Climate change is making major league sluggers into even hotter hitters, sending an extra 50 or so home runs per year over the fences, a new study found.
Hotter, thinner air that allows balls to fly farther contributed a tiny bit to a surge in home runs since 2010, according to a statistical analysis by Dartmouth College scientists published in Friday's Bulletin of the American Meteorological Society. They analyzed 100,000 major league games and more than 200,000 balls put into play in the past few years along with weather conditions, stadiums and other factors.
"Global warming is juicing home runs in Major League Baseball," said study co-author Justin Mankin, a Dartmouth climate scientist.
It's basic physics.
When air heats up, molecules move faster and away from each other, making the air less dense. Baseballs launched off a bat go farther through thinner air because there is less resistance to slow the ball. Just a little bit farther can mean the difference between a home run and a flyout, said Alan Nathan, a University of Illinois physicist who wasn't part of the Dartmouth study.

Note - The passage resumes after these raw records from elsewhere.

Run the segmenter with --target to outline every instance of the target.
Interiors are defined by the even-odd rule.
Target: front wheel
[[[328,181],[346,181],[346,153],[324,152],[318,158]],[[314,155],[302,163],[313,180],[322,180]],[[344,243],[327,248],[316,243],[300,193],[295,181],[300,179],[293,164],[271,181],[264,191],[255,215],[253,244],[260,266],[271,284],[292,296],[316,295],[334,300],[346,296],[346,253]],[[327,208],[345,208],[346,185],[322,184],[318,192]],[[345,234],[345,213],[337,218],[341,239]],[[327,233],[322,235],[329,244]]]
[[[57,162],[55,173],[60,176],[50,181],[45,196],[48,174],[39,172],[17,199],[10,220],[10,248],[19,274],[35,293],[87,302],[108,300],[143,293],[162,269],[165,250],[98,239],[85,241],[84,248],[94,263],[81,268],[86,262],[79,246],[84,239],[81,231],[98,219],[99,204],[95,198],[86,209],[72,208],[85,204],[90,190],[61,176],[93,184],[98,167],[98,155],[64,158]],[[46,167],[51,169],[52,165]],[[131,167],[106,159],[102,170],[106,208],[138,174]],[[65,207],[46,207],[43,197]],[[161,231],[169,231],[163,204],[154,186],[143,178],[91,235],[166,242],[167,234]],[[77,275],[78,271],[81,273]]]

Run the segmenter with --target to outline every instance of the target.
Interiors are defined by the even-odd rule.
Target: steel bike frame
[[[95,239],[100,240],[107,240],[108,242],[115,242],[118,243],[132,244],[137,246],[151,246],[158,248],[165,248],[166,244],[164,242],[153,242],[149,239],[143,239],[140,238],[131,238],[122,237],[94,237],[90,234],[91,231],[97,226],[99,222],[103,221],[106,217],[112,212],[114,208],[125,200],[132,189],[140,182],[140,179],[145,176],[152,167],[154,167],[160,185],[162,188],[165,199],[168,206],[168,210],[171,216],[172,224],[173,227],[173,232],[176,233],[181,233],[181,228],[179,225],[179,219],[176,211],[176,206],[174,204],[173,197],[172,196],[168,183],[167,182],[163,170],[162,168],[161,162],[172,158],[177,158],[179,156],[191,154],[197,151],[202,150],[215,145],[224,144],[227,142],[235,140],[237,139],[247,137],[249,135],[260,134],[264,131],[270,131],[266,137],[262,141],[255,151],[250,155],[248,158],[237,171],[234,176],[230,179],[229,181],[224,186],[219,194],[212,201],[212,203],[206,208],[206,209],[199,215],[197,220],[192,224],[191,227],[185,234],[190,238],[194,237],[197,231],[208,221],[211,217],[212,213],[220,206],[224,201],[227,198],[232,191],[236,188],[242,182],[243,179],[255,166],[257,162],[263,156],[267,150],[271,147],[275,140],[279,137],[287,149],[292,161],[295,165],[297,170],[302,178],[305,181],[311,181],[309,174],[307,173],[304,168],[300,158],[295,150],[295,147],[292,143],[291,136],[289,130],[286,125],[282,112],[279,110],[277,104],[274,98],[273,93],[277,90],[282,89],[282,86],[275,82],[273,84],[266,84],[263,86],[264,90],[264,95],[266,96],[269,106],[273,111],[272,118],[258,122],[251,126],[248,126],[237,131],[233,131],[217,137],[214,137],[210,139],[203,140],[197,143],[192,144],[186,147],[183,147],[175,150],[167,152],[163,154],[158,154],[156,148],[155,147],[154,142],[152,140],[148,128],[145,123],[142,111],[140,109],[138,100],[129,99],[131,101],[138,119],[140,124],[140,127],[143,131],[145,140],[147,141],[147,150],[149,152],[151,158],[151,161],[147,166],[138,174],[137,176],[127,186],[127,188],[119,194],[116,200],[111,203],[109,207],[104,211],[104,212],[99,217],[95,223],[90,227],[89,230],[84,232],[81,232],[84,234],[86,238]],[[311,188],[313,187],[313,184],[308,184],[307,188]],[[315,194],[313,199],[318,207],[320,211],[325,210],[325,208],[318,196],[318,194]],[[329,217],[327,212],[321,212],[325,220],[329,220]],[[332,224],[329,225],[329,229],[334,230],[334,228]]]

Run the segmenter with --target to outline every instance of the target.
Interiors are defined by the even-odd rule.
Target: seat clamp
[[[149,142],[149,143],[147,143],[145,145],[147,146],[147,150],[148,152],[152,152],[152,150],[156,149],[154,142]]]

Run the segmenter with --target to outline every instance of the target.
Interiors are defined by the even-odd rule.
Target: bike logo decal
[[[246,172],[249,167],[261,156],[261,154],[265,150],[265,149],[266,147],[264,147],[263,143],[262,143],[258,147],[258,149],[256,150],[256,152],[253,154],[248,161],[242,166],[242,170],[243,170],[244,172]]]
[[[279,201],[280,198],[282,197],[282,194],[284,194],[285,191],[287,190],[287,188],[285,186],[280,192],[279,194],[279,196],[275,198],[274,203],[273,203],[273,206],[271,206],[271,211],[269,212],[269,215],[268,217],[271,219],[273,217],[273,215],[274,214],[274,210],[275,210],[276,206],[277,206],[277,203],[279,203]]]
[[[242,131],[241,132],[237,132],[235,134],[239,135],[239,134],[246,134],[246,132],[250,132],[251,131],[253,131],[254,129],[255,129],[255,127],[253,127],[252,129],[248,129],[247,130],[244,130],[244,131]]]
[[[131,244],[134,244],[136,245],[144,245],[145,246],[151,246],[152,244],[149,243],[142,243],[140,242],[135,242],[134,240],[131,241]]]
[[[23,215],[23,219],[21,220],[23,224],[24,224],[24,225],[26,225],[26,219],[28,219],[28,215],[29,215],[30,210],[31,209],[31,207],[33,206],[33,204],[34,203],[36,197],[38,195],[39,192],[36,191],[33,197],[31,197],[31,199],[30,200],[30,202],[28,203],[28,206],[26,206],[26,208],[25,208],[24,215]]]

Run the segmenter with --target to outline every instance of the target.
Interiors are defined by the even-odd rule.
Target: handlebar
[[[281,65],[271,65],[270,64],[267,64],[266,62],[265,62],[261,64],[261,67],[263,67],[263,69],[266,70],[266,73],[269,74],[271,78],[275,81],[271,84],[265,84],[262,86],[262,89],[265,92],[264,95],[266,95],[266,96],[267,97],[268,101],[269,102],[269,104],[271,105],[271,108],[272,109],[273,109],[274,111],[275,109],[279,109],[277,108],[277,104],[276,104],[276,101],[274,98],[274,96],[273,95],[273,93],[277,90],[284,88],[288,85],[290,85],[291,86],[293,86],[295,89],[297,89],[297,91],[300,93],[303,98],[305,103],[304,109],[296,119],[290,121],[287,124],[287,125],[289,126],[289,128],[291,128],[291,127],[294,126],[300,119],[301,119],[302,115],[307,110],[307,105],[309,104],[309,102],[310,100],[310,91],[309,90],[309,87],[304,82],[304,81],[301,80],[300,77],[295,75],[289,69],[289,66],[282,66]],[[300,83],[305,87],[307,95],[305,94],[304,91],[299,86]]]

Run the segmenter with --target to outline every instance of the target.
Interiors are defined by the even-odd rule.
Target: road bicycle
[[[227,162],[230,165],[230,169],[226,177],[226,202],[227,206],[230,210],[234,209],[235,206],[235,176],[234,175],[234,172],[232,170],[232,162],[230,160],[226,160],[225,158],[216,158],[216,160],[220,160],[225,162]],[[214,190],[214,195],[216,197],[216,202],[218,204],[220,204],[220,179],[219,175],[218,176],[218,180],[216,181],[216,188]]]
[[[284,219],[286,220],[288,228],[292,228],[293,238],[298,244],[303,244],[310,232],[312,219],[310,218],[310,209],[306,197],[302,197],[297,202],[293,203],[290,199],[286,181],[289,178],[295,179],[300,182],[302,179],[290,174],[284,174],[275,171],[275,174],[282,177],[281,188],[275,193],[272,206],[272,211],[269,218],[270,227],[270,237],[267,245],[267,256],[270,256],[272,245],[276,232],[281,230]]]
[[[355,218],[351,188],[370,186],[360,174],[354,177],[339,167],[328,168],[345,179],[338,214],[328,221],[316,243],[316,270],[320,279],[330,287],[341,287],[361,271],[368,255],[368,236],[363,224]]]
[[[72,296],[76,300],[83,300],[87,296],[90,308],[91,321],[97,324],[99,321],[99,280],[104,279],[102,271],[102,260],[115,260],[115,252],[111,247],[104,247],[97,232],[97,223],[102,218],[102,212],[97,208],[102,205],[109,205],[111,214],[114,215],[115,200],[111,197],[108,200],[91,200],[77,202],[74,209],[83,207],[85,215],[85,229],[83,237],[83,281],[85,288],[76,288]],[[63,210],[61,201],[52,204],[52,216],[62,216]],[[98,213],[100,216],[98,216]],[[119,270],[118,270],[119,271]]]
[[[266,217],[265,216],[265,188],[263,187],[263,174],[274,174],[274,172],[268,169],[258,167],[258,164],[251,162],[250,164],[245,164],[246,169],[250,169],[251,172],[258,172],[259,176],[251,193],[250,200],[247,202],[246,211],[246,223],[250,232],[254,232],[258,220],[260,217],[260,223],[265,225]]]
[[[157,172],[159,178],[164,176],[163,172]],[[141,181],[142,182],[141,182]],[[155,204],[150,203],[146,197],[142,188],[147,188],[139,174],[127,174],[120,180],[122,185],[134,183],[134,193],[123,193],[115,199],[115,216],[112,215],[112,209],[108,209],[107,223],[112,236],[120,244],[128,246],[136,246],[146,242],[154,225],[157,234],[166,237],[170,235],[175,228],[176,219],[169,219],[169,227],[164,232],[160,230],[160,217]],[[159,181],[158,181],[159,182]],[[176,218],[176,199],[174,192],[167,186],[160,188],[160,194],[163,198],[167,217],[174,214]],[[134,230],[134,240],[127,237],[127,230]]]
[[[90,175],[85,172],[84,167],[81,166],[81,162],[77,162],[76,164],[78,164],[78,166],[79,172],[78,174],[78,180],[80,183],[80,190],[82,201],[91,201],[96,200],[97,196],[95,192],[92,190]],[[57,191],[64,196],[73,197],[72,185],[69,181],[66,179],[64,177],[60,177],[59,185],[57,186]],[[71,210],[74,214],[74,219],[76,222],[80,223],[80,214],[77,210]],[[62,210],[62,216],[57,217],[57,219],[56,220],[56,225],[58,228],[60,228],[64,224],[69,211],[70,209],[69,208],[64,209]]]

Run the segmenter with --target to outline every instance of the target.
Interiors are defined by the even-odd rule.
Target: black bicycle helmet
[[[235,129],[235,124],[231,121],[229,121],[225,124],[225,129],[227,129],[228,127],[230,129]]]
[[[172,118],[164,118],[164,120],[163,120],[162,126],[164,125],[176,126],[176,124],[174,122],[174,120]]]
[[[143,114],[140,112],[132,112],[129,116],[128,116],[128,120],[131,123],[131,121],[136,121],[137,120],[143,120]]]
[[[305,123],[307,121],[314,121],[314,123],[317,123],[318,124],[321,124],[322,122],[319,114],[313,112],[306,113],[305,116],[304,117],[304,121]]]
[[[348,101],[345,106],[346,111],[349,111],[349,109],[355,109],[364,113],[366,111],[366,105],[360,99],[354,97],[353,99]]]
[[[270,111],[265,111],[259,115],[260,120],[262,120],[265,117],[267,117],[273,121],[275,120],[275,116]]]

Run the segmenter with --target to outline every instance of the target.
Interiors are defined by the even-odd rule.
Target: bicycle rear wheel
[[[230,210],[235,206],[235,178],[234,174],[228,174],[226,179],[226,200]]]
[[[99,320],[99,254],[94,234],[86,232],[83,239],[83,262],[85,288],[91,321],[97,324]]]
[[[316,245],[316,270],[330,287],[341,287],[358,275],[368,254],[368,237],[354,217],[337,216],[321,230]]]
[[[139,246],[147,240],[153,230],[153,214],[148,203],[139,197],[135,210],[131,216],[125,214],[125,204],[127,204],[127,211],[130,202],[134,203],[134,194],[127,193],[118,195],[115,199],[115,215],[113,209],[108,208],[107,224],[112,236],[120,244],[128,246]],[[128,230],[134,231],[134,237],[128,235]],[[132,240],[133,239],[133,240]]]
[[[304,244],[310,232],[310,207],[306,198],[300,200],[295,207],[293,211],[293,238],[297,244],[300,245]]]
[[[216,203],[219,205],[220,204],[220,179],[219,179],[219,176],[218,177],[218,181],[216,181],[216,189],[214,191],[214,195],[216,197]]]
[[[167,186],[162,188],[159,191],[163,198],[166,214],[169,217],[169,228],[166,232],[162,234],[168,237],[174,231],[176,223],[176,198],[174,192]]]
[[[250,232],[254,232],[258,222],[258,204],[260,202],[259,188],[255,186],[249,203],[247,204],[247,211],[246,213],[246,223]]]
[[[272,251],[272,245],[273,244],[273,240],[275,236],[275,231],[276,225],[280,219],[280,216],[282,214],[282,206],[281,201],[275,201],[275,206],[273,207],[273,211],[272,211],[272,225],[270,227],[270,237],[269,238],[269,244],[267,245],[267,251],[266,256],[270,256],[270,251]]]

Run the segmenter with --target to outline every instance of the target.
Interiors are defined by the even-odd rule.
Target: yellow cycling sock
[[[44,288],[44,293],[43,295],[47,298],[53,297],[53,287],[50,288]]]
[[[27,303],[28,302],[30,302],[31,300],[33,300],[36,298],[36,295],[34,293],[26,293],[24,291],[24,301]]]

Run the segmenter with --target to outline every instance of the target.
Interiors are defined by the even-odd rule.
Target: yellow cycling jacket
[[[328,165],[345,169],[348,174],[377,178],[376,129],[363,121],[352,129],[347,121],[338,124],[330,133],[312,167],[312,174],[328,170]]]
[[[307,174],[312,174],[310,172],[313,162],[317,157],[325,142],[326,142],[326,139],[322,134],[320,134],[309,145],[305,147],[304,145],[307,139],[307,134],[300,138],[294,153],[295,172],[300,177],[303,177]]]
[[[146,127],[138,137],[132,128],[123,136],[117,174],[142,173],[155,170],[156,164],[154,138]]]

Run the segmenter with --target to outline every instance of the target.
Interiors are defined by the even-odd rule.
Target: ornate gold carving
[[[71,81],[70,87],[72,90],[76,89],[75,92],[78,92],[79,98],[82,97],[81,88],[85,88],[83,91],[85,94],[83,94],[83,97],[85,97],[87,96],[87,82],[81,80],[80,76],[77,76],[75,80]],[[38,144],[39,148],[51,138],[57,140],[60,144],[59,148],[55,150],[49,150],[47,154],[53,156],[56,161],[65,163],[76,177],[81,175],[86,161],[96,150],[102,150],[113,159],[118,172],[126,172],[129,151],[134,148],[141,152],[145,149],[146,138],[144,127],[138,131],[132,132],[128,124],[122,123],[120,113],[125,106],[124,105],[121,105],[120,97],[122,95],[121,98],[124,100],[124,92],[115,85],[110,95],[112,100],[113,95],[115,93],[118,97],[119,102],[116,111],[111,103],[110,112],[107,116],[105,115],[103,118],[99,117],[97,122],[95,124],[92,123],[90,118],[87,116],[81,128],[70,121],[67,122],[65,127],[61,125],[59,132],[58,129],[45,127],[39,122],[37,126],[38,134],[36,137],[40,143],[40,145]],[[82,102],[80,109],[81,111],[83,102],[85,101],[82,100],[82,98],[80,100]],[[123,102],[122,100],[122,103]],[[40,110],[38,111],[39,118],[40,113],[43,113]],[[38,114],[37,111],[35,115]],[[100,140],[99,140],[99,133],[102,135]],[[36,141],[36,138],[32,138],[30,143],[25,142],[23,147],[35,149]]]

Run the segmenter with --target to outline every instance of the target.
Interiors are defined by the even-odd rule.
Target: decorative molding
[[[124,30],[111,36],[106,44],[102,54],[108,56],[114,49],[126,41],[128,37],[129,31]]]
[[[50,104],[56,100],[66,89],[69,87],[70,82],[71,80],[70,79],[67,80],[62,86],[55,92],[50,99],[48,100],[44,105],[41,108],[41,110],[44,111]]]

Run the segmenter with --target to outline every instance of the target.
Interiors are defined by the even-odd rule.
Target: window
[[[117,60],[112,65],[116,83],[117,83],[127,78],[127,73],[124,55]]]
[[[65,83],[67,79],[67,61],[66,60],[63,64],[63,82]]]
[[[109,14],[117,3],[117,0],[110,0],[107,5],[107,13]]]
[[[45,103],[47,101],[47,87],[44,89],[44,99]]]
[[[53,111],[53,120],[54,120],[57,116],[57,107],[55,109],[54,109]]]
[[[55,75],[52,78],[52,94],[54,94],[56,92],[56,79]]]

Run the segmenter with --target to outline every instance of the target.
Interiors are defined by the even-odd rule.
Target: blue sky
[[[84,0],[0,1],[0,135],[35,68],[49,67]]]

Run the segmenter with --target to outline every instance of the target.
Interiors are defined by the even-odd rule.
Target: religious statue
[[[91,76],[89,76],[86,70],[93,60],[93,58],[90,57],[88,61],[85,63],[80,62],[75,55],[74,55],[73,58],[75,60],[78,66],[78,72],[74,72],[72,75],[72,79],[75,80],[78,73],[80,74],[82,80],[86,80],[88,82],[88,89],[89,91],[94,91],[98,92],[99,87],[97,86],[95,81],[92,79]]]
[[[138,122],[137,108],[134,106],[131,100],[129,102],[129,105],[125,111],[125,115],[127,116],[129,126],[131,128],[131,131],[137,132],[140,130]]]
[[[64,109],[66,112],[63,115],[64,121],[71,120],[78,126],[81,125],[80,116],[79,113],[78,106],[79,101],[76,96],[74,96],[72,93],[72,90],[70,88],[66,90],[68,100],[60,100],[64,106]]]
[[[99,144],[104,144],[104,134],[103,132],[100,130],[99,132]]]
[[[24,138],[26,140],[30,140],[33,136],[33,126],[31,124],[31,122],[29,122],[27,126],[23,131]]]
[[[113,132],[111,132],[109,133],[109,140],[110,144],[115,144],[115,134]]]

Nathan, one of a group of scientists who has consulted with MLB on the increase in home runs, did his own simple calculation, based purely on known physics of ballistics and air density as it changes with temperature, and said he got the same result as the Dartmouth researchers.
Both Nathan and the Dartmouth team found a 1% increase in home run likelihood with every degree the air warms. But the total yearly average of warming-aided homers is only 1% of all home runs hit, the Dartmouth researchers calculated.
Non-climate factors contribute even more to the barrage of balls flying out of the park, scientists and baseball veterans said. The biggest is the ball and the size of the stitches, Nathan said, and MLB made slight adjustments to deaden the ball before the 2021 season. Others include batters' recent attention to launch angle, stronger hitters and faster pitches.
The study started after the end of baseball's steroids era saw a spike in home runs.
Veteran baseball players and executives said the research fits with what they have seen on the field.
"We always felt that way for years," Philadelphia Phillies president of baseball operations Dave Dombrowski said. "When it's warmer, the ball travels more and they have scientific evidence to back that up."
Homers have always varied by ballpark due to factors like dimensions that are friendlier to pitchers than hitters, or vice versa, and wind conditions.
The Dartmouth team found the climate homer effect varied by field too. Chicago's Wrigley Field, which still hosts a lot of day games, has the most warming-homer friendly confines. The statistical analysis found no significant heat-aided homers at Tampa Bay's Tropicana Field, the only full-time domed stadium in the majors.
After a 1-0 victory in Coors Field on Thursday, Colorado Rockies reliever Brent Suter said the study, which mentions more than 500 home runs since 2010, rings true to him.
"Obviously I'm not a fan in any way as a pitcher," Suter said with a laugh. "500 seems a lot, but I could believe it."
The heat is also hard on players and fans, Suter said.
"I remember pitching some games, I was just like, 'This does not feel like normal heat. It's crazy hot,'" he said.
Because baseball has so many statistics and analytics, such as the tracking system Statcast, trends can be seen more easily than other effects of climate change, Mankin said. Still, the scientists can't point to a single homer and say that's a warming-aided home run. It's a detail that can be seen only in the more than 63,000 homers hit since 2010.
Mankin called what's happening "a fingerprint of climate change on our recreation."